Tampoco es que la capital de Honduras haga mucho mérito. Una ciudad que no brilla en las guías de turismo, culpa de un plano que carece de múltiples edificios notables o espacios urbanos que a uno le den ganas de llenarlos de loas. Más bien dan ganas de llenarlos de lonas, para taparlos.
A ello, la metrópoli de aproximadamente un millón de habitantes le suma cierto desorden general, un tráfico caótico, pobreza y la inseguridad propia de la inmensa mayoría de las grandes urbes del continente. “Si lo dejaran en mis manos, verían lo que es bueno: un par de balazos en la frente les vamos a meter a los ortivas esos, guachos y toma frula”, comenta la Pato Bullrich, sentada de ojotas en una reposera, con una caja de jugo de uva “strong” en la mano, la mirada un toque perdida y el rictus como de querer asesinar a un osito panda con los dientes.
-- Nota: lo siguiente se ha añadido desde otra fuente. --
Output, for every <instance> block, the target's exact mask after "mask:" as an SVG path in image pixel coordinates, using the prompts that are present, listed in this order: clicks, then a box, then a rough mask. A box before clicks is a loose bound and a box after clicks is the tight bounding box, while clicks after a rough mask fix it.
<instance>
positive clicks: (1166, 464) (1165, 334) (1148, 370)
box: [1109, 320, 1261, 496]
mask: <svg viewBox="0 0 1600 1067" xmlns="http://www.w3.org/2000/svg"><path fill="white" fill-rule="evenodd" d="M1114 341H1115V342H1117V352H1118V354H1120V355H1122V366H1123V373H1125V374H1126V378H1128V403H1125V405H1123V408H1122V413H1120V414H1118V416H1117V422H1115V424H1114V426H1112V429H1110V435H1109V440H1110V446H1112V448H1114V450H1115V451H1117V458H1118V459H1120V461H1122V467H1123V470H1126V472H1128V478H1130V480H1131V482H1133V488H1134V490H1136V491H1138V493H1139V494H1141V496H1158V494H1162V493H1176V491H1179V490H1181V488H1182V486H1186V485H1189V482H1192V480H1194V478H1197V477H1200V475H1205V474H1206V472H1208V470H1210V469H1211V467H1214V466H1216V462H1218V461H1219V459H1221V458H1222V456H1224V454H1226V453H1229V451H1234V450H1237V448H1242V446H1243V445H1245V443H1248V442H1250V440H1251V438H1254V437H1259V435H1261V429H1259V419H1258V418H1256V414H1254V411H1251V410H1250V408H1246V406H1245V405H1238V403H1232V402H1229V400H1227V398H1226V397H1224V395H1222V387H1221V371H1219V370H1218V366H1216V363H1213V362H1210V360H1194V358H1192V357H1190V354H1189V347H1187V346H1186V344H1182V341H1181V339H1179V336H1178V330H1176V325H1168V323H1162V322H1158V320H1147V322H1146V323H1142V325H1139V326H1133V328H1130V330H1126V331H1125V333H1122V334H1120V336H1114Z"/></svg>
Sin embargo, el buen viajero sabrá disfrutar la otra cara de Tegucigalpa. Esa que ofrece verdes montañas asomándose en el rededor, calidez en su gente y cultura hondureña por doquier, además de un pequeño casco histórico que muestra algunos (un pañadito) de edificios religiosos atractivos. “Esta es la parte vieja, lo que queda de la época en la que la ciudad todavía no despertaba ardientes deseos de subirse al edificio más alto y hacer un tirabuzón con mortal invertida hacia atrás rumbo al vacío”, comenta el guía turístico, demasiado honesto como para recibir muchas propinas.